• [+] expand all

Ranking

Ranking is where Vespa does computing, or inference over documents. The computations to be done are expressed in functions called ranking expressions, bundled into rank profiles defined in schemas. These can range from simple math expressions combining some rank features, to tensor expressions or large machine-learned Onnx models.

Two-phase ranking

Rank profiles can define two phases that are evaluated locally on content nodes, which means that no data needs to be transferred to container nodes to make inferences over data:

schema myapp {

    rank-profile my-rank-profile {

        num-threads-per-search:4

        first-phase {
            expression {
                attribute(quality) * freshness(timestamp)
            }
        }

        second-phase {
            expression: sum(onnx(my_onnx_model))
            rerank-count: 50
        }

    }
}

The first phase is executed for all matching documents while the second is executed for the best rerank-count documents per content node according to the first-phase function. This is useful to direct more computation towards the most promising candidate documents, see phased ranking.

Global-phase ranking

It's also possible to define an additional phase that runs on the stateless container nodes after merging hits from the content nodes. Please read the global-phase as part of phased ranking documentation for more details. This can be more efficient use of CPU (especially with many content nodes) and can be used instead of second-phase, or in addition to a moderately expensive second-phase as in the example below.

schema myapp {
    rank-profile my-rank-profile {
        first-phase {
            expression: attribute(quality) * freshness(timestamp)
        }
        second-phase {
            expression {
                my_combination_of(fieldMatch(title), bm25(abstract), attribute(quality), freshness(timestamp))
            }
        }
        global-phase {
            expression: sum(onnx(my_onnx_model))
            rerank-count: 100
        }
    }
}

Machine-Learned model inference

Vespa supports ML models in these formats:

As these are exposed as rank features, it is possible to rank using a model ensemble. Deploy multiple model instances and write a ranking expression that combines the results:

schema myapp {

    onnx-model my_model_1 {
        ...
    }
    onnx-model my_model_2 {
        ...
    }

    rank-profile my-rank-profile {
    ...
        second-phase {
            expression: max( sum(onnx(my_model_1), sum(onnx(my_model_2) )
        }
    }
}

Model Training and Deployment

Models are deployed in application packages. Read more on how to automate training, deployment and re-training in a closed loop using Vespa Cloud.

Rank profiles

Ranking expressions are defined in rank profiles - either inside the schema or equivalently in their own files in the application package, named schemas/[schema-name]/[profile-name].profile.

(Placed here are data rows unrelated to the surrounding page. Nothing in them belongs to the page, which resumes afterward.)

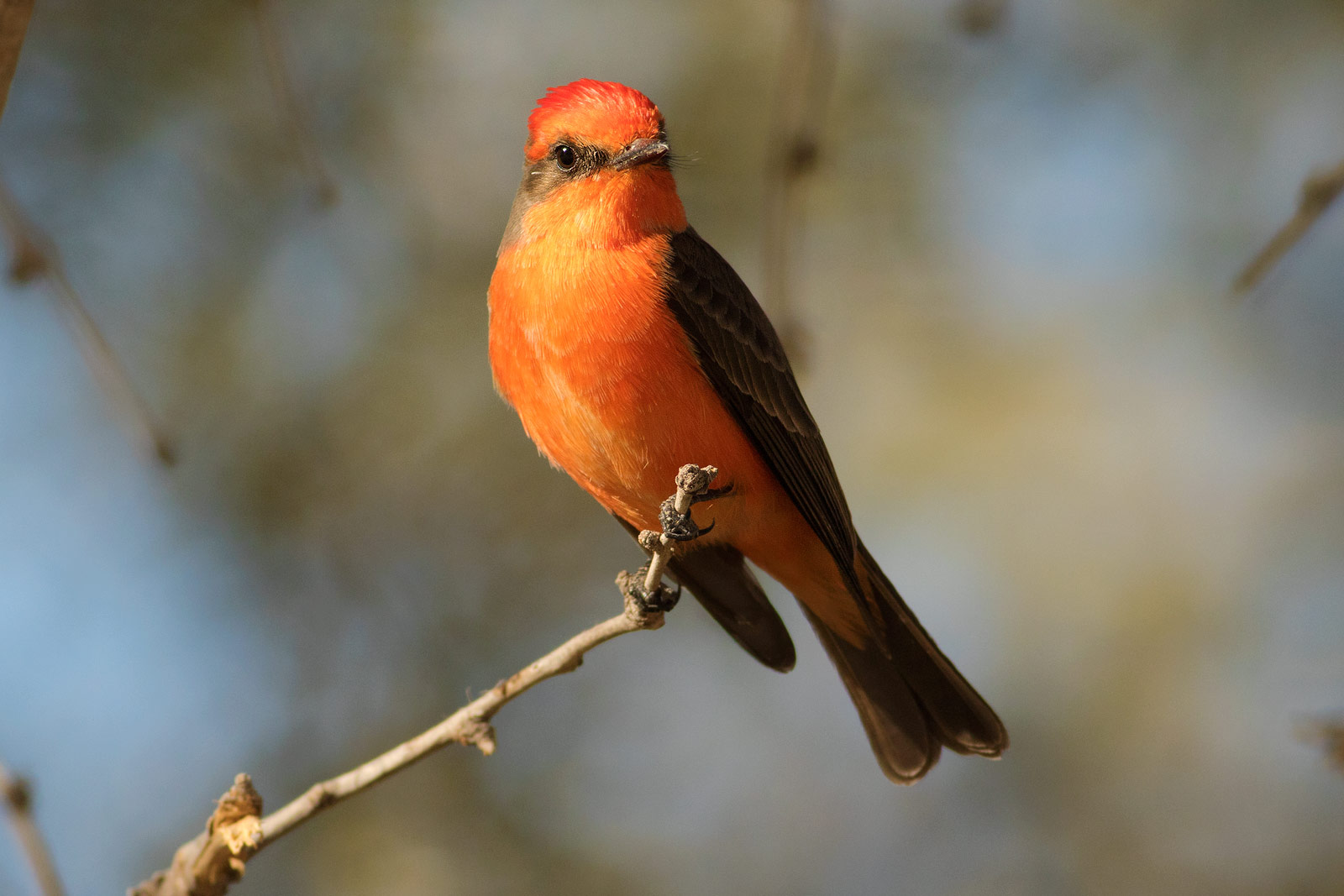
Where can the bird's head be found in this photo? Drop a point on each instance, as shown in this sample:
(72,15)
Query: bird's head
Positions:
(595,167)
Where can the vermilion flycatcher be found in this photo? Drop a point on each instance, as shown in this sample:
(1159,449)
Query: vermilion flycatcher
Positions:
(629,347)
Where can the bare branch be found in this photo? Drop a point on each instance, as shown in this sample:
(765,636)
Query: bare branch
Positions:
(291,107)
(806,76)
(18,799)
(215,859)
(1317,194)
(35,257)
(13,26)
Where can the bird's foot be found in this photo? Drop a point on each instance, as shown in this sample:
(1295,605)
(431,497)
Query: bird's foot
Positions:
(679,527)
(660,600)
(709,495)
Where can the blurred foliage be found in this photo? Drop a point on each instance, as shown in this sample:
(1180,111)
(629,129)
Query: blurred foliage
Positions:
(1115,497)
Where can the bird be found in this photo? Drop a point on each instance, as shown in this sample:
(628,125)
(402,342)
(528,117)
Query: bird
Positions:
(629,347)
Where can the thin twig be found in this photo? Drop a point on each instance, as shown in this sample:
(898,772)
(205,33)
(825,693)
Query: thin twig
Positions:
(291,107)
(1317,194)
(806,76)
(18,799)
(13,26)
(235,832)
(35,257)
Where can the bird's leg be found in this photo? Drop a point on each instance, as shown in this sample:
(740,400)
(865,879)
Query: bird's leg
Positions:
(645,589)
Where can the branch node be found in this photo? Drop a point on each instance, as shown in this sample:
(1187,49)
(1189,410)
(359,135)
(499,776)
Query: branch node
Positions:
(480,734)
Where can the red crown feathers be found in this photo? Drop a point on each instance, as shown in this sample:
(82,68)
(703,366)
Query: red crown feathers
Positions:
(600,112)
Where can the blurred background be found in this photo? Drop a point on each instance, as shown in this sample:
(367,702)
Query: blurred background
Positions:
(1112,492)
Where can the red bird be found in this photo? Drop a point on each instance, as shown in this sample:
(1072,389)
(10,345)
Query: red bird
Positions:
(629,347)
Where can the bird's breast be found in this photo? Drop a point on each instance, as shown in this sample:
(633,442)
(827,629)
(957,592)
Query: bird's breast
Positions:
(586,351)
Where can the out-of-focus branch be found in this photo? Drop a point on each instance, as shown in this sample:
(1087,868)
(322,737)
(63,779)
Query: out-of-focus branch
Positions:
(35,257)
(806,76)
(13,26)
(235,832)
(292,109)
(1317,194)
(18,801)
(1328,735)
(980,18)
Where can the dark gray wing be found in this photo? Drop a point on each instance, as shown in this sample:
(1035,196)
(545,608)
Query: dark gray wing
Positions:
(741,355)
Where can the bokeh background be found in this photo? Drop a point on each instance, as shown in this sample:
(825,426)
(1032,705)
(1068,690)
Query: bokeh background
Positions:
(1115,495)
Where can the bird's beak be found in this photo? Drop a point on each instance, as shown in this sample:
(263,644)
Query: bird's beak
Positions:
(640,152)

One schema can have any number of rank profiles for implementing e.g. different use cases or bucket testing variations. If no profile is specified, the default text ranking profile is used.

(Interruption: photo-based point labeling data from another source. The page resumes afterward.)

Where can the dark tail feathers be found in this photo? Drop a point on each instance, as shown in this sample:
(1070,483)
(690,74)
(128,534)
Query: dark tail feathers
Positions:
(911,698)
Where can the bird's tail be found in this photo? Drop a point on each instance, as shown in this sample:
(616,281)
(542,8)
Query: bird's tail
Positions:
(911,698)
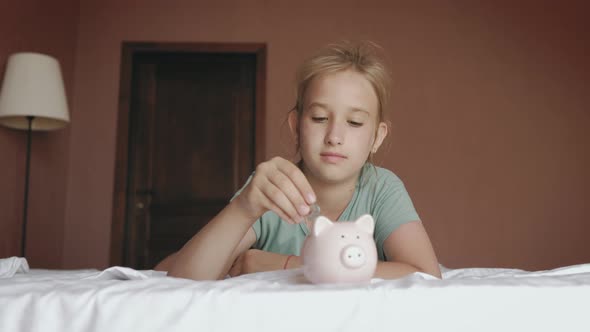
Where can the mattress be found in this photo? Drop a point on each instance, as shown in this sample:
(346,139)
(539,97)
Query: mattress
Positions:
(123,299)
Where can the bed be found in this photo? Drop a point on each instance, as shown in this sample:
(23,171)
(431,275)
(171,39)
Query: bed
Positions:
(123,299)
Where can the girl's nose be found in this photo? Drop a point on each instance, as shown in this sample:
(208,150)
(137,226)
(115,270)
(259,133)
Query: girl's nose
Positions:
(335,134)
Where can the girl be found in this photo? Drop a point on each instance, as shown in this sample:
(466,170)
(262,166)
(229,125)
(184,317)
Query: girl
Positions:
(338,125)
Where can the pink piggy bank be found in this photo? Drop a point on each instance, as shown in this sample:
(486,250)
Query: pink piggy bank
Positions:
(342,252)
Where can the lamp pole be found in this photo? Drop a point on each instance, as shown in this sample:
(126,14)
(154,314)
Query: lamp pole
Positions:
(26,199)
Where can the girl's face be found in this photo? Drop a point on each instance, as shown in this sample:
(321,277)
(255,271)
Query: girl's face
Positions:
(339,126)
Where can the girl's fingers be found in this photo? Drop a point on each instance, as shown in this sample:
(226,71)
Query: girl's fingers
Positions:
(298,179)
(270,205)
(283,183)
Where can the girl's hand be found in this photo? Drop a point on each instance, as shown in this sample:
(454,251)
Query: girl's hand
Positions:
(254,260)
(278,185)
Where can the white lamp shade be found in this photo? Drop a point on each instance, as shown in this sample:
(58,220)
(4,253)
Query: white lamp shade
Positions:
(33,86)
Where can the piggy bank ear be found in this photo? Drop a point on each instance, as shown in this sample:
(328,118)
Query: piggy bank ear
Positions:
(366,223)
(321,223)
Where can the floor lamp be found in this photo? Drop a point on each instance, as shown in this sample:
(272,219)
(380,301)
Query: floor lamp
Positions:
(32,98)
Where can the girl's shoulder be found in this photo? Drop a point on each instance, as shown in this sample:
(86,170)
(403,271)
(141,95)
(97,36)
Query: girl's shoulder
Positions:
(377,177)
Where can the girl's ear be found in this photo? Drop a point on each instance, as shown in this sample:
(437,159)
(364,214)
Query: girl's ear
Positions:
(294,123)
(382,130)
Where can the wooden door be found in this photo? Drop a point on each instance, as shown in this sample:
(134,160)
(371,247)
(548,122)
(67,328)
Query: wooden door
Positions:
(191,145)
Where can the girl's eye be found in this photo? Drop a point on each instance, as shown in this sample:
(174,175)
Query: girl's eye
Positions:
(319,119)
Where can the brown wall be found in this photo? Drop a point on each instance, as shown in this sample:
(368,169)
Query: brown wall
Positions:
(47,27)
(490,118)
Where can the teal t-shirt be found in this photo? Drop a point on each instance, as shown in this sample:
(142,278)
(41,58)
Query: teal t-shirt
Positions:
(378,192)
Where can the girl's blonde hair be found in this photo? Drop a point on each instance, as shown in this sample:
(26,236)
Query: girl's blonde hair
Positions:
(361,57)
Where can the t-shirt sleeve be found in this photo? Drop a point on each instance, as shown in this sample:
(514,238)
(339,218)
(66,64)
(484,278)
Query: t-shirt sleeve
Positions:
(393,208)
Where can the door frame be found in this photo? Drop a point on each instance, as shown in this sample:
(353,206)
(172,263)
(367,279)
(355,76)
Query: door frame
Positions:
(128,50)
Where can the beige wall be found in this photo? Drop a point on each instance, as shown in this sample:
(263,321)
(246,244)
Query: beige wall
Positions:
(490,117)
(47,27)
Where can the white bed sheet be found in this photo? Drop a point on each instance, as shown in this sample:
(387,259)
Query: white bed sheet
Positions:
(123,299)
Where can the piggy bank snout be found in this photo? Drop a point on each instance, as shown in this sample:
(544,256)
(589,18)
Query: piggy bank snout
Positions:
(353,257)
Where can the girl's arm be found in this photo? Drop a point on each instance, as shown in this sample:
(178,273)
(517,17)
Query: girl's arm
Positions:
(277,185)
(209,254)
(408,250)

Rank profiles can inherit other profiles. This makes it possible to define complex profiles and variants without duplication.

Queries select a rank profile using the ranking.profile argument in requests or a query profiles, or equivalently in Searcher code, by

query.getRanking().setProfile("my-rank-profile");

If no profile is specified in the query, the one called default is used. This profile is available also if not defined explicitly.

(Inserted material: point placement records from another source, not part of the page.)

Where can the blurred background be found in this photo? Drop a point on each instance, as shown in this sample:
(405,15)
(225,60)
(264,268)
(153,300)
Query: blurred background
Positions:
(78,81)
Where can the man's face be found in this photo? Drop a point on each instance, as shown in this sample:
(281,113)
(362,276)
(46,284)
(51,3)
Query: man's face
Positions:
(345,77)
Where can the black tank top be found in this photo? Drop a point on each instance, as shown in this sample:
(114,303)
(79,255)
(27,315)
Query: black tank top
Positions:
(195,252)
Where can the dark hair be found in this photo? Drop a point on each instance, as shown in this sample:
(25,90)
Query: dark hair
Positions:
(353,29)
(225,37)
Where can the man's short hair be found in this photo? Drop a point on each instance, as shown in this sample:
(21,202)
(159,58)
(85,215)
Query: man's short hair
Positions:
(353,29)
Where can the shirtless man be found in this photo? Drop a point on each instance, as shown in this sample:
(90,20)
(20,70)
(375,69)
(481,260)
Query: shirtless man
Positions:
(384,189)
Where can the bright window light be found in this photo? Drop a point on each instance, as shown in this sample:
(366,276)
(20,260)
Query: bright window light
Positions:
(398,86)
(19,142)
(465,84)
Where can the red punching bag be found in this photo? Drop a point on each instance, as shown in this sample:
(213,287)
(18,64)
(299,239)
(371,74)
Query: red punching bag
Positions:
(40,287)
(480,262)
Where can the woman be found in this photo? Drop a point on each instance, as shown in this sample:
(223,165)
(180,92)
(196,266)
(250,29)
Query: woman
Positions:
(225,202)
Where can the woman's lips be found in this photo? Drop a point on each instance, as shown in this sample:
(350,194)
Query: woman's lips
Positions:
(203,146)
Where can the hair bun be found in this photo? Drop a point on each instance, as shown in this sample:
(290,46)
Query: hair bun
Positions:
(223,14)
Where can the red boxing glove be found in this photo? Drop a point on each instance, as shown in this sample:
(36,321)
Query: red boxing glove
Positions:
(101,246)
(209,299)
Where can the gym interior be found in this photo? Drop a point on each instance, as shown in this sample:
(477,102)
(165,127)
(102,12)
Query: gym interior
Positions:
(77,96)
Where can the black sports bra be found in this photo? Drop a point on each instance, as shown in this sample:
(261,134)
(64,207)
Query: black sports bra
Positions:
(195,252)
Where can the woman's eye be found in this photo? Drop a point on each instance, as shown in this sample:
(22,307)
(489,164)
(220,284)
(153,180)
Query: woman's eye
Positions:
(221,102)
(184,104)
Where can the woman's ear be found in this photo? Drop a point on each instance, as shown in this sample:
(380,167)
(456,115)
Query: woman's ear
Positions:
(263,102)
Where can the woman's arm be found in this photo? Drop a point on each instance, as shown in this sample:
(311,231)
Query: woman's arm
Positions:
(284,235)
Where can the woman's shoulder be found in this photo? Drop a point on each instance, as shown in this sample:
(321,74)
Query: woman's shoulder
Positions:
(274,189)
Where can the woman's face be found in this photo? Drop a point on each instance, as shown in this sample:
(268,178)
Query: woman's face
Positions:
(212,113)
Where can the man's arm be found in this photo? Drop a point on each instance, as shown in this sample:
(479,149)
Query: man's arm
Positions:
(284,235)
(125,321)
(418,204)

Another special rank profile called unranked is also always available. Specifying this boosts performance in queries which do not need ranking because random order is fine or explicit sorting is used.

Evaluation

Rank profiles are not evaluated lazily. Example:

function inline foo(tensor, defaultVal) {
    expression: if (count(tensor) == 0, defaultValue, sum(tensor))
}

function bar() {
    expression: foo(tensor, sum(tensor1 * tensor2))
}

Will the sum in the bar function be computed lazily, meaning only if tensor is empty?

No, this would require lambda arguments. Only doubles and tensors are passed between functions.

Text ranking

The default ranking is the first-phase function nativeRank, that is a function returning the value of the nativeRank rank feature, and no second-phase.

A good simple alternative to nativeRank for text ranking is using the BM25 rank feature.

If the expression is written manually, it might be most convenient to stick with using the fieldMatch(name) feature for each field. This feature combines the more basic fieldMatch features in a reasonable way. A good way to combine the fieldMatch score of each field is to use a weighted average as explained above. Another way is to combine the field match scores using the fieldMatch(name).weight/significance/importance features which takes term weight or rareness or both into account and allows a normalized score to be produced by simply summing the product of this feature and any other normalized per-field score for each field. In addition, some attribute value(s) must usually be included to determine the a priori quality of each document.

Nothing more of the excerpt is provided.